Heute haben wir die Berge verlassen, mal wieder getankt und auch ADBlue bekommen und sind dann über die Autobahn nach Turda gefahren. Autobahn fahren war nach den vielen Kurven der letzten Tage richtig erholsam. Unser erstes Ziel ist heute die Salina Turda, ein riesiges Salzbergwerk. Und daher geht es nach den 2000 Höhenmetern gestern heute 120 m unter die Erde. Da es dort unten 10-12 Grad sein sollen, haben wir einen dicken Pulli bzw. Jacke angezogen. Wir haben vor den offiziellen Parkplätze gratis geparkt und los ging es. Man geht einige Treppen hinunter, dann durch einen langen Gang und kommt dann an eine Stelle, wo man sich zwischen einem Glasfahrstuhl oder Treppenhaus entscheiden muss. Da am Fahrstuhl so viel los war, haben wir uns für die Treppen entschieden. Unterhalb der Decke läuft entlang einer riesigen Halle ein Balkon, auf dem man zu einem mehrstöckigen Treppenhaus läuft.

Von innen her schallt Stimmengewirr und Kindergeschrei, denn unter uns ist eine riesige Halle.

Wer bei uns schon mal im Bergwerk Merkers war und dort vielleicht auch ein Konzert besucht hat, ist beeindruckt.

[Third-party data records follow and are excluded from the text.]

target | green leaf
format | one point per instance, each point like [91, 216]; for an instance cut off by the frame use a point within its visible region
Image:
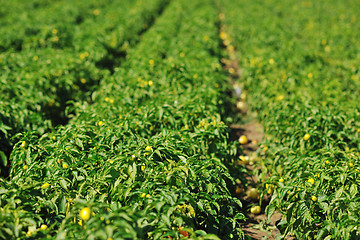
[3, 159]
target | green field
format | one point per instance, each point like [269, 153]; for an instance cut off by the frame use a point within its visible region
[116, 119]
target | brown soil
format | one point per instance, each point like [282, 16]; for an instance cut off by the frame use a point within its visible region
[256, 226]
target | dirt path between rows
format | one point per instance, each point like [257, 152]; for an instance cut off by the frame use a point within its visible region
[256, 226]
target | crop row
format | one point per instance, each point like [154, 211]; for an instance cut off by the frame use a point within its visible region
[300, 69]
[44, 79]
[147, 158]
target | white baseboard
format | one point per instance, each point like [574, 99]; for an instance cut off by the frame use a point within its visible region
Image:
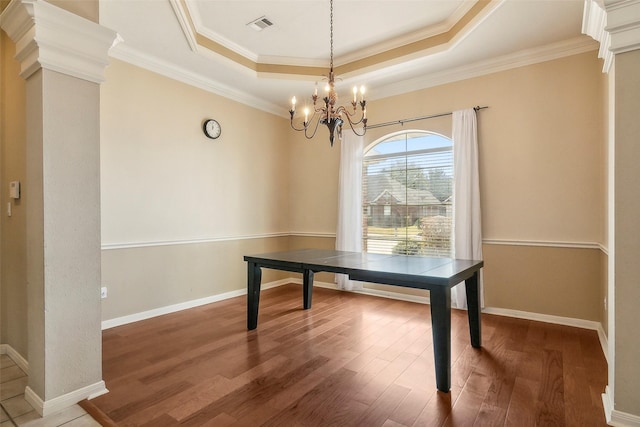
[579, 323]
[59, 403]
[16, 357]
[614, 417]
[558, 320]
[118, 321]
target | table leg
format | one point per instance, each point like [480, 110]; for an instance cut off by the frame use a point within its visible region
[307, 288]
[441, 328]
[474, 310]
[254, 277]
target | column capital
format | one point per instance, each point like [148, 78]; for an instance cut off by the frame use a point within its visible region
[55, 39]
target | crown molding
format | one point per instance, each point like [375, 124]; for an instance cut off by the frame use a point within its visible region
[139, 59]
[594, 22]
[523, 58]
[623, 24]
[55, 39]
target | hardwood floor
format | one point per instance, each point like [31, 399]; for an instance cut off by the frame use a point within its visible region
[352, 360]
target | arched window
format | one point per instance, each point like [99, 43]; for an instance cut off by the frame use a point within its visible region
[407, 190]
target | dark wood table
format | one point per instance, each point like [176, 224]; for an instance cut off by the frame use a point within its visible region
[438, 275]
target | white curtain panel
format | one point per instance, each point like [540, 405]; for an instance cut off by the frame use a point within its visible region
[466, 196]
[349, 231]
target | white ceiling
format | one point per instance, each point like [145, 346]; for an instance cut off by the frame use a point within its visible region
[160, 35]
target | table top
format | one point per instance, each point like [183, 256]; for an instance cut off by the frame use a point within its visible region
[367, 267]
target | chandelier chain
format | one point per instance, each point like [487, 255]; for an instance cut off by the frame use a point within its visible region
[331, 114]
[331, 32]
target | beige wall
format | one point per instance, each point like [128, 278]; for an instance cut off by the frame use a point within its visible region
[180, 210]
[13, 280]
[542, 143]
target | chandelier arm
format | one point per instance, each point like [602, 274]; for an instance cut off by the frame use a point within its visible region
[331, 114]
[349, 116]
[364, 129]
[314, 130]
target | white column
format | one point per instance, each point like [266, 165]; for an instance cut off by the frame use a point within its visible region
[62, 58]
[616, 25]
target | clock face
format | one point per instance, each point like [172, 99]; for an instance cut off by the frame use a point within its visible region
[212, 128]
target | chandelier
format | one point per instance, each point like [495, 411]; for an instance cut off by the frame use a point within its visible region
[330, 114]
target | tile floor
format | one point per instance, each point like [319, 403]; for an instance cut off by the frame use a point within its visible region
[15, 411]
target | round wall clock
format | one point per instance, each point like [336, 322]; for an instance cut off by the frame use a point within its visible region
[211, 128]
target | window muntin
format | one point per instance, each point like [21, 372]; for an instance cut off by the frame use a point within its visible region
[407, 195]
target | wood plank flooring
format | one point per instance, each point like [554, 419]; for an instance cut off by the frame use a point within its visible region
[352, 360]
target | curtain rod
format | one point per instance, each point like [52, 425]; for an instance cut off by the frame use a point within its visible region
[403, 121]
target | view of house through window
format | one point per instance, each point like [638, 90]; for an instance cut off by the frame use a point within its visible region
[407, 195]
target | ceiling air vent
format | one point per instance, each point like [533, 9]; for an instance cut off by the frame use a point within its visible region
[260, 23]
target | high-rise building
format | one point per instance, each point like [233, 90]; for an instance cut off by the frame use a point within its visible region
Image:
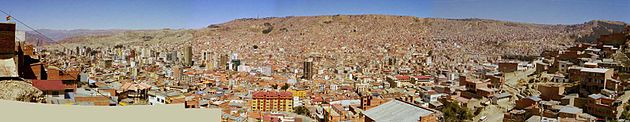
[7, 40]
[223, 62]
[308, 70]
[188, 56]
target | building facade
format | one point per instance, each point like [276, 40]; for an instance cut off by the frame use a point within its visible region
[272, 101]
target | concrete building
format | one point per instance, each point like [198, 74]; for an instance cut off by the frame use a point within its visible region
[308, 70]
[272, 101]
[188, 56]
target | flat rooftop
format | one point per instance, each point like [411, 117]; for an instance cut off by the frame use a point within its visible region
[595, 70]
[15, 111]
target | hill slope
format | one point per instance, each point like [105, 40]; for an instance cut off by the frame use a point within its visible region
[363, 38]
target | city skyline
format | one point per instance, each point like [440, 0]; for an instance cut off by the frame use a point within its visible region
[68, 15]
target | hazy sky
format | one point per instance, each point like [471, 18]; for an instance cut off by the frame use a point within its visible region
[155, 14]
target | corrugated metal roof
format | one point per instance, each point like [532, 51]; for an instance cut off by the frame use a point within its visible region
[8, 68]
[396, 111]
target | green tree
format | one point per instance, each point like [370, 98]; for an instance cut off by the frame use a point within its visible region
[454, 113]
[285, 87]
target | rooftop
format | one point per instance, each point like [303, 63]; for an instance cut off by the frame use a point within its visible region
[396, 111]
[595, 70]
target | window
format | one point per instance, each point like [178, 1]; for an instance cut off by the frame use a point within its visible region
[55, 93]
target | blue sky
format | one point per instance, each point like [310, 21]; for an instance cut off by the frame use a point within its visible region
[156, 14]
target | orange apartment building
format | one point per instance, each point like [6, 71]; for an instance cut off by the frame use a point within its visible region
[602, 106]
[272, 101]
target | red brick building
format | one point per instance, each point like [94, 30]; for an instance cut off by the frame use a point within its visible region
[272, 101]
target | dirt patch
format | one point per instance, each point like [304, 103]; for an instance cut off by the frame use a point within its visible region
[20, 91]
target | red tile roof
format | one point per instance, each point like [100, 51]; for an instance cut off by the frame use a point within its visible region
[403, 77]
[423, 77]
[51, 85]
[268, 94]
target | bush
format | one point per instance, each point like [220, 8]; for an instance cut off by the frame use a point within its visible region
[455, 113]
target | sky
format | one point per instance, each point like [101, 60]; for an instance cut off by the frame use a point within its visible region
[191, 14]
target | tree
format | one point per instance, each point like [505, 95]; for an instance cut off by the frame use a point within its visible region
[454, 113]
[285, 87]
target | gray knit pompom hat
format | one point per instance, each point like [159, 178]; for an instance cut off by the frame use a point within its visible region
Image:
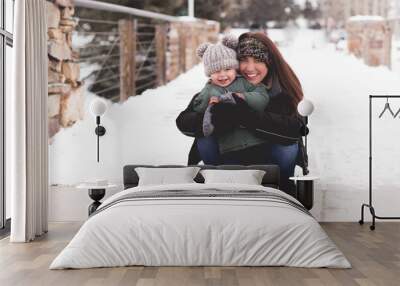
[219, 56]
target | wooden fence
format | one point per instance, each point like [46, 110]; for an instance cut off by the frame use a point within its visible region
[127, 53]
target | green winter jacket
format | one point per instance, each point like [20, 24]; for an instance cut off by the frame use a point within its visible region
[256, 97]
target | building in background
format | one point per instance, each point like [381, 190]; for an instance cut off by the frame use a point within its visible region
[337, 12]
[394, 17]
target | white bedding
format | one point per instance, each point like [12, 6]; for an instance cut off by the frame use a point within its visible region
[205, 231]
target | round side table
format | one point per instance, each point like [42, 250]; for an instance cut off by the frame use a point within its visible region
[305, 190]
[96, 193]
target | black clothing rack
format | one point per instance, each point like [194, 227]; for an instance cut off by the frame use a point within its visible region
[369, 205]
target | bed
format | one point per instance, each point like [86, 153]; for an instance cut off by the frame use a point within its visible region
[201, 224]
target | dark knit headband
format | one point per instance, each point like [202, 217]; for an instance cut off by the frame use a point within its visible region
[251, 47]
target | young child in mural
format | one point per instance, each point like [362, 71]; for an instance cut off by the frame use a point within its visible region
[220, 64]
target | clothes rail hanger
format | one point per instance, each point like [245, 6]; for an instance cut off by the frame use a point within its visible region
[387, 107]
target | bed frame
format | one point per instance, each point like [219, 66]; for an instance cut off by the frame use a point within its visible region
[270, 179]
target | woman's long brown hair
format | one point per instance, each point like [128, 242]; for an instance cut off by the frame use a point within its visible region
[279, 67]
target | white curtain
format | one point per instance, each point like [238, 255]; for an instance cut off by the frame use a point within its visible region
[26, 123]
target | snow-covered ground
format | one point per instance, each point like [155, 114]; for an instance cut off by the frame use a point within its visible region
[142, 130]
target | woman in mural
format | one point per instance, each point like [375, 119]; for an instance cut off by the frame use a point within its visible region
[279, 125]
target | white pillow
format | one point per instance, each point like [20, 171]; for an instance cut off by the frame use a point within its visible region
[248, 177]
[165, 176]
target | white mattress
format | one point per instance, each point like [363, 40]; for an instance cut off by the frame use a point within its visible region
[206, 231]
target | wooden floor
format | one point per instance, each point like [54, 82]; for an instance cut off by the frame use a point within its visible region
[374, 255]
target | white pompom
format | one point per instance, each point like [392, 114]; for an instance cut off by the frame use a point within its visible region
[305, 107]
[202, 49]
[230, 41]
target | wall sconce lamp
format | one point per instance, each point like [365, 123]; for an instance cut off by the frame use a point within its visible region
[97, 108]
[305, 108]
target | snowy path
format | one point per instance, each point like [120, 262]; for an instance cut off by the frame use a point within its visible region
[142, 130]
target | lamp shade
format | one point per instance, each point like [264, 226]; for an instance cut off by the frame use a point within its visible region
[98, 107]
[305, 107]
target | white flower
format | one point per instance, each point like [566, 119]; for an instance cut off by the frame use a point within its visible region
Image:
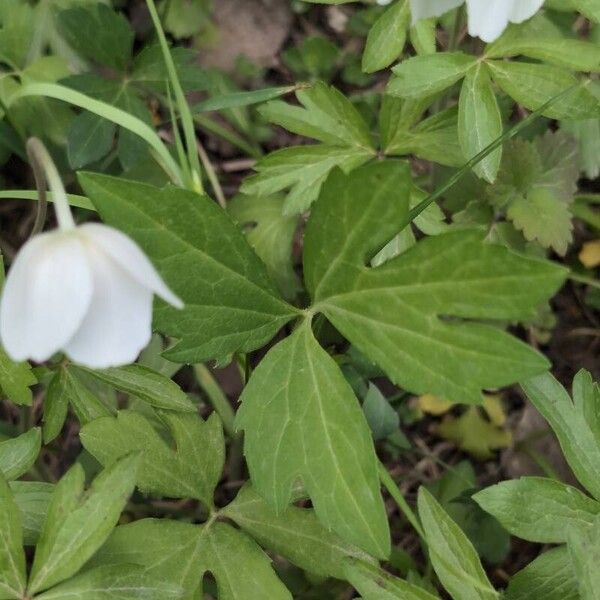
[487, 18]
[85, 290]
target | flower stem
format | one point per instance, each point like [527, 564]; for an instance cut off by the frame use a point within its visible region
[42, 163]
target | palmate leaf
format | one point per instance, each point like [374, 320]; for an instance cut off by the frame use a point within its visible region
[415, 315]
[302, 420]
[231, 304]
[181, 553]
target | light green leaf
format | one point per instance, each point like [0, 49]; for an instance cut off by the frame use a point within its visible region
[182, 553]
[113, 582]
[304, 169]
[190, 470]
[295, 533]
[397, 314]
[12, 557]
[144, 383]
[578, 440]
[550, 576]
[18, 454]
[480, 121]
[539, 510]
[32, 498]
[532, 85]
[374, 584]
[77, 524]
[271, 235]
[16, 380]
[302, 420]
[386, 38]
[584, 550]
[453, 557]
[194, 244]
[327, 115]
[429, 74]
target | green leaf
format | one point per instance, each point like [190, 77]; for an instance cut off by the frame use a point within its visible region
[584, 550]
[98, 33]
[304, 169]
[294, 533]
[374, 584]
[194, 244]
[190, 470]
[532, 85]
[16, 380]
[480, 121]
[398, 314]
[122, 582]
[578, 439]
[12, 557]
[302, 420]
[90, 138]
[182, 553]
[271, 235]
[77, 524]
[32, 498]
[429, 74]
[539, 510]
[144, 383]
[453, 557]
[386, 38]
[326, 115]
[550, 576]
[18, 454]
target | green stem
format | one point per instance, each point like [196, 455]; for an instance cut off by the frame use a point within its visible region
[216, 396]
[497, 143]
[396, 494]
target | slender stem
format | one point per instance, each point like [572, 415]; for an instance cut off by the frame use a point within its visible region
[396, 494]
[417, 210]
[216, 396]
[41, 158]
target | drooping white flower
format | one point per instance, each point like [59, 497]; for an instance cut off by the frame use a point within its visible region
[85, 290]
[487, 18]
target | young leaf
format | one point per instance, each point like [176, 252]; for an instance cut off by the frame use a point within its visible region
[480, 121]
[453, 557]
[398, 314]
[76, 526]
[374, 584]
[427, 75]
[302, 420]
[147, 385]
[194, 244]
[17, 455]
[532, 85]
[125, 582]
[12, 557]
[16, 380]
[550, 576]
[192, 470]
[578, 438]
[295, 533]
[538, 509]
[386, 38]
[182, 553]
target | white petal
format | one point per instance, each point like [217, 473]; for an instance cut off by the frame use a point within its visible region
[423, 9]
[488, 18]
[522, 10]
[130, 256]
[46, 296]
[119, 321]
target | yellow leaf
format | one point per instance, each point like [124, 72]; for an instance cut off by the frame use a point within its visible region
[433, 405]
[590, 255]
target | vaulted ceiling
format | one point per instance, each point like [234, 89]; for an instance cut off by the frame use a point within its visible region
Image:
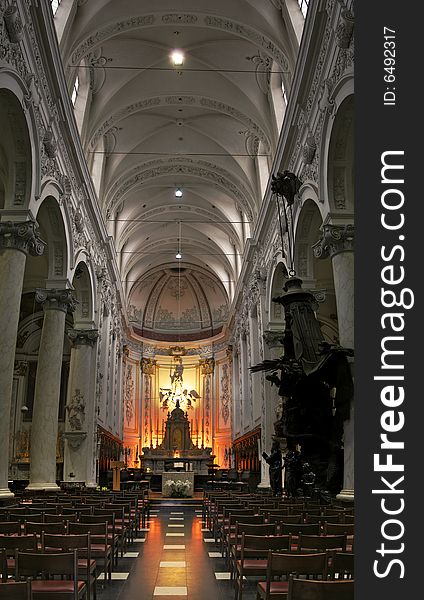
[153, 127]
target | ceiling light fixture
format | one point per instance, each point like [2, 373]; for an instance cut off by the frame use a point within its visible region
[177, 58]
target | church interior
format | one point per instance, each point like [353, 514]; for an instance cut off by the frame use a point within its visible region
[177, 297]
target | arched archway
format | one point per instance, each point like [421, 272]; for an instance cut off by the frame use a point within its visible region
[316, 274]
[340, 175]
[15, 154]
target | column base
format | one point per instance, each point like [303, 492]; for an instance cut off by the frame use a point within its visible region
[346, 496]
[48, 487]
[5, 493]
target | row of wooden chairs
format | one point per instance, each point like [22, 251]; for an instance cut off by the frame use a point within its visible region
[250, 557]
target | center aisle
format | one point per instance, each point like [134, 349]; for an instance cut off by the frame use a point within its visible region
[173, 561]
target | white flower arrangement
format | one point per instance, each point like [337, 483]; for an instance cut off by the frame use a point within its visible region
[177, 488]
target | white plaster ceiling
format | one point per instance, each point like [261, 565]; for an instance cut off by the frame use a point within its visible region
[197, 127]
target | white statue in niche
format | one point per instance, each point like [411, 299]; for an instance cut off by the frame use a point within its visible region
[76, 411]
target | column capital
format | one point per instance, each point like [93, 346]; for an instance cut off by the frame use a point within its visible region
[56, 299]
[334, 239]
[83, 337]
[273, 339]
[21, 236]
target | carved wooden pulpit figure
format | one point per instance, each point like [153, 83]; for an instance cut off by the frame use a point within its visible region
[116, 466]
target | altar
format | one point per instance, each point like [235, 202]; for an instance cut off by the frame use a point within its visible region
[176, 476]
[177, 451]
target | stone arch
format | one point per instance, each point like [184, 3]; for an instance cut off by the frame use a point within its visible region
[277, 280]
[54, 231]
[337, 154]
[316, 274]
[84, 294]
[16, 156]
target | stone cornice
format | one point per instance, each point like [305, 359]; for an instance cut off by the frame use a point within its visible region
[56, 299]
[21, 236]
[83, 337]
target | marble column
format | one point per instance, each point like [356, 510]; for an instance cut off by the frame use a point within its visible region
[337, 243]
[273, 349]
[80, 430]
[44, 429]
[16, 241]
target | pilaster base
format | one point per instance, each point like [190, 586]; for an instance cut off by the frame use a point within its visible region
[48, 486]
[5, 493]
[346, 496]
[263, 486]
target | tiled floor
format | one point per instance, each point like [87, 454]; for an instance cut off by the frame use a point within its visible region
[167, 566]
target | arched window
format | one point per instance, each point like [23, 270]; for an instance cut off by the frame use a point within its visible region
[55, 5]
[75, 90]
[303, 5]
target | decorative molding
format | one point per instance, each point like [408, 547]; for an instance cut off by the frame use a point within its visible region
[335, 239]
[54, 299]
[83, 337]
[13, 23]
[344, 29]
[21, 236]
[74, 439]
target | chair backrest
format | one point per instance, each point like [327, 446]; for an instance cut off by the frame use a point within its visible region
[97, 529]
[255, 529]
[301, 564]
[260, 545]
[322, 542]
[34, 527]
[343, 565]
[298, 528]
[337, 528]
[10, 527]
[10, 543]
[16, 590]
[44, 564]
[304, 589]
[67, 542]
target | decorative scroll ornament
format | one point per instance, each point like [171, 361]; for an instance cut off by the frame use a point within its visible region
[335, 239]
[76, 411]
[21, 236]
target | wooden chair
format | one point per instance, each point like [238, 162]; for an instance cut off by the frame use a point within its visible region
[113, 536]
[44, 568]
[303, 589]
[342, 565]
[254, 556]
[234, 545]
[321, 543]
[8, 546]
[101, 545]
[37, 528]
[85, 563]
[16, 590]
[9, 527]
[280, 565]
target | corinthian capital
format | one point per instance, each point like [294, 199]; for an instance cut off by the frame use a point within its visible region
[334, 239]
[56, 299]
[21, 236]
[83, 337]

Hier unten steht ein Riesenrad, man kann Minigolf oder Billard spielen und ein Kinderspielplatz ist gut besucht.

Tischtennis wird gespielt und es ist total surreal. Man kann von dieser Ebene noch in einen anderen, viel tiefer liegenden Bereich schauen und sieht dort einen See, auf dem Boote paddeln.

Durch ein weiteres Treppenhaus gelangt man zu dem See nach unten. Hier fühlt man sich fast wie in einem Science Fiction Film. Holzgebilde mit einer dicken Salzkruste laden zum Verweilen ein und tatsächlich merkt man auch mittlerweile das Salz auf sich.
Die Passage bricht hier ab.